This is what happened on Tuesday, 4th of June 2024 – the day the General Election Results 2024 were being declared and the ruling party (BJP) was not able to garner seats as per their expectations. The markets had a great run before the results day because almost every exit poll in the country gave a clear majority to the current government.

But when things did not go as expected mayhem followed due to panic selling. This is what happened on that day:

Why it happened?

Because 70-80% of the investors (not real data but my assumption based on my experience over 20 years of investing and trading) are short-term investors (people who invest in a stock for a few days to make quick money), these are the people who panic and start selling. Then what happens is called the hyperbole effect. Media comes in and starts shouting on top of their voices – markets are tanking and investors are losing lakhs and crores. The novice investor sees this and in a panic sells his stocks.

Tip: Do not see live business news on TV or YouTube. I have stopped seeing it for years. Instead, read business news in newspapers online or offline. They have limited space and therefore cannot exaggerate news. Plus reading doesn’t make you panic, seeing live news does. Moreover, newspapers report the news the next day – by that time you have already avoided a situation which could have made you panic and take the wrong trade.

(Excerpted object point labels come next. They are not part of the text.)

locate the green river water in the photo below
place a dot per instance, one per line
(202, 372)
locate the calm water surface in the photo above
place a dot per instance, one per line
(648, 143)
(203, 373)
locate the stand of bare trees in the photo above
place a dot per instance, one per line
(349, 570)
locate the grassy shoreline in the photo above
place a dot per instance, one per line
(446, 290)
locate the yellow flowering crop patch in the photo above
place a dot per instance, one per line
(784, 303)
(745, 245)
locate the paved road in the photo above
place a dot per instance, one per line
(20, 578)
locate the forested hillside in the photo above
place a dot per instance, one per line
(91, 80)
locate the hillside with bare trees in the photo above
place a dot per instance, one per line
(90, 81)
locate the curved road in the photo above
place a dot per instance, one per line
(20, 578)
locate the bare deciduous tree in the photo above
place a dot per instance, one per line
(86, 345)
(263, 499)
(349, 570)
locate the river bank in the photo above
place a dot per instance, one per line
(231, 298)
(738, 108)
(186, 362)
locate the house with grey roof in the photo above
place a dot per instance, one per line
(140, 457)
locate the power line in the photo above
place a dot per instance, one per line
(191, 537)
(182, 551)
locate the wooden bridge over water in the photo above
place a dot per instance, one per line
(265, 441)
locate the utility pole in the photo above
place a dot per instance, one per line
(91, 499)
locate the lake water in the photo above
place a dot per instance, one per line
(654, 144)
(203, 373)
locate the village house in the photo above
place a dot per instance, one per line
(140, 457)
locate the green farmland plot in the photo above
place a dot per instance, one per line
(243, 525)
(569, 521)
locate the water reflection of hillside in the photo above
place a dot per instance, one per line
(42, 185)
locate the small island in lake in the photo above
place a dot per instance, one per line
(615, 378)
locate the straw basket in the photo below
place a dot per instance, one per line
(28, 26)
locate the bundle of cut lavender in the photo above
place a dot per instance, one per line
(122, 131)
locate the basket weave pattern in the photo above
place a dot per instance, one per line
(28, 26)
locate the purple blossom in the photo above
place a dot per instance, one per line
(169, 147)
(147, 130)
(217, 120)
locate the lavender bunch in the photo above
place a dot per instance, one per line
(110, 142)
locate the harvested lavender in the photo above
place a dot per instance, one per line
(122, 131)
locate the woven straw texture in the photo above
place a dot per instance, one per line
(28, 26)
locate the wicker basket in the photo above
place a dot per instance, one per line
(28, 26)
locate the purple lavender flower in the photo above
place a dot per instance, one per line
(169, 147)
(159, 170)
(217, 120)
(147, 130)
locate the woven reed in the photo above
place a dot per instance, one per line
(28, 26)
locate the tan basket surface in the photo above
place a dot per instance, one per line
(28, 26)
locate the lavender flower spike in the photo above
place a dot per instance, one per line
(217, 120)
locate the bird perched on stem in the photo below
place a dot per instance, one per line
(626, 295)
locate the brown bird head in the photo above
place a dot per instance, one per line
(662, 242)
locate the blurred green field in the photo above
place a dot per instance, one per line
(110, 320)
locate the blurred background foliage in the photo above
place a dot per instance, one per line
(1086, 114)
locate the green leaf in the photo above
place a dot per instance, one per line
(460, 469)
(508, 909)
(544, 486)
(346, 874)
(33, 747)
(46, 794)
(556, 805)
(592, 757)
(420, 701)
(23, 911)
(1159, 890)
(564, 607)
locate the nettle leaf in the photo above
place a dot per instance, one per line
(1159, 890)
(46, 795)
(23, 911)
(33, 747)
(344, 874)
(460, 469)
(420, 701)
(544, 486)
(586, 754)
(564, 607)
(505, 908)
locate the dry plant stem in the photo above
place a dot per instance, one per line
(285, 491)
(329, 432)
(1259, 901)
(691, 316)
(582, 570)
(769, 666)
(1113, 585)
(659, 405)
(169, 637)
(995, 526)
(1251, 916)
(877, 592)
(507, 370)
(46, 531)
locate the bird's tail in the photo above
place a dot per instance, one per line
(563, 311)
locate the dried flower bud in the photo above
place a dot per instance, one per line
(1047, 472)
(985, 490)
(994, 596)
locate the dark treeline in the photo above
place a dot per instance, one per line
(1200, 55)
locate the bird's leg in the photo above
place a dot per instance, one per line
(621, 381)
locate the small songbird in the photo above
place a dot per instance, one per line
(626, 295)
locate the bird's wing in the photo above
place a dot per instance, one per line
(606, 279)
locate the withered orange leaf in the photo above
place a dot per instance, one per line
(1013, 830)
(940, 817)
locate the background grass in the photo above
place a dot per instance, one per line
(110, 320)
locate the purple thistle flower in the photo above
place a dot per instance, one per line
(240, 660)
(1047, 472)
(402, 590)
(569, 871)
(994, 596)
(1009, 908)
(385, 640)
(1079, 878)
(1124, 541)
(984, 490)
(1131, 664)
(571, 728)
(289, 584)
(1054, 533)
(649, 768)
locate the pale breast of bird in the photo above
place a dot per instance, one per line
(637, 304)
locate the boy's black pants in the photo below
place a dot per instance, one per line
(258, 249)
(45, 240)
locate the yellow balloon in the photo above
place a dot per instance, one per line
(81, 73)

Most Important Advice: Do not sell a stock because everyone is selling based on news even if you by chance see it live on TV. Sell a stock only when you want to book profit or the company’s fundamentals have changed and it looks like it will take a very long time for the company to correct its fundamentals.

On that day (4th of June, 2024) this happened in terms of money:

The All India Market Capitalization index, tracked on the Bombay Stock Index, lost over 31.06 trillion rupees, or about $371 billion on Tuesday, June 4, 2024 alone. The losses meant the Sensex index erased all its gains this year in a single day, going from a 5.85% year-to-date gain on Monday to a 0.22% loss position on the next day.
Source: https://www.cnbc.com/2024/06/05/india-stocks-erase-over-371-billion-after-bjp-disappoints-in-elections.html

But who lost? Only those who sold their holdings in loss, not those who sold in profit. So please do not look at these numbers. These numbers are calculated based on overall index market capitalization (03-Jun-2024 close minus 04-Jun-2024 close multiplied by total market capitalization). This is not the total loss got by adding all the losses in each demat account. This is simply not possible but that data is very interesting and important. The real loss of investors will be much smaller than what is shown in the media.

Similarly, the markets gained by many trillion rupees the next day which does not mean that everyone who holds stocks in Indian markets made a lot of money.

Unfortunately, gains are never highlighted by the media – only the losses are blown out of proportion which gets them TRP (Television Rating Point) which in turn gets them more advertising revenues i.e. money. When this happens the business channels on TV and vloggers on YouTube make money – the investors who listen to them lose heavily.

Therefore I repeat the advice I gave above – Do not see live business news on TV or YouTube. It’s noise and it is better ignored.

Here is proof of why a single day’s gains or losses in the stock markets must be ignored. As of writing this post Nifty 50 has given a return of 6.67% from 01-Jan-2024 to 07-Jun-2024:

Nifty 50 returns from 01-Jan-24 to 07-Jun-24

Therefore you should ignore stock markets’ single-day losses or gains. It does not impact the long-term investors. The best way to avoid making panic trades or investing decisions is to stop seeing live stock market news on TV news channels and YouTube.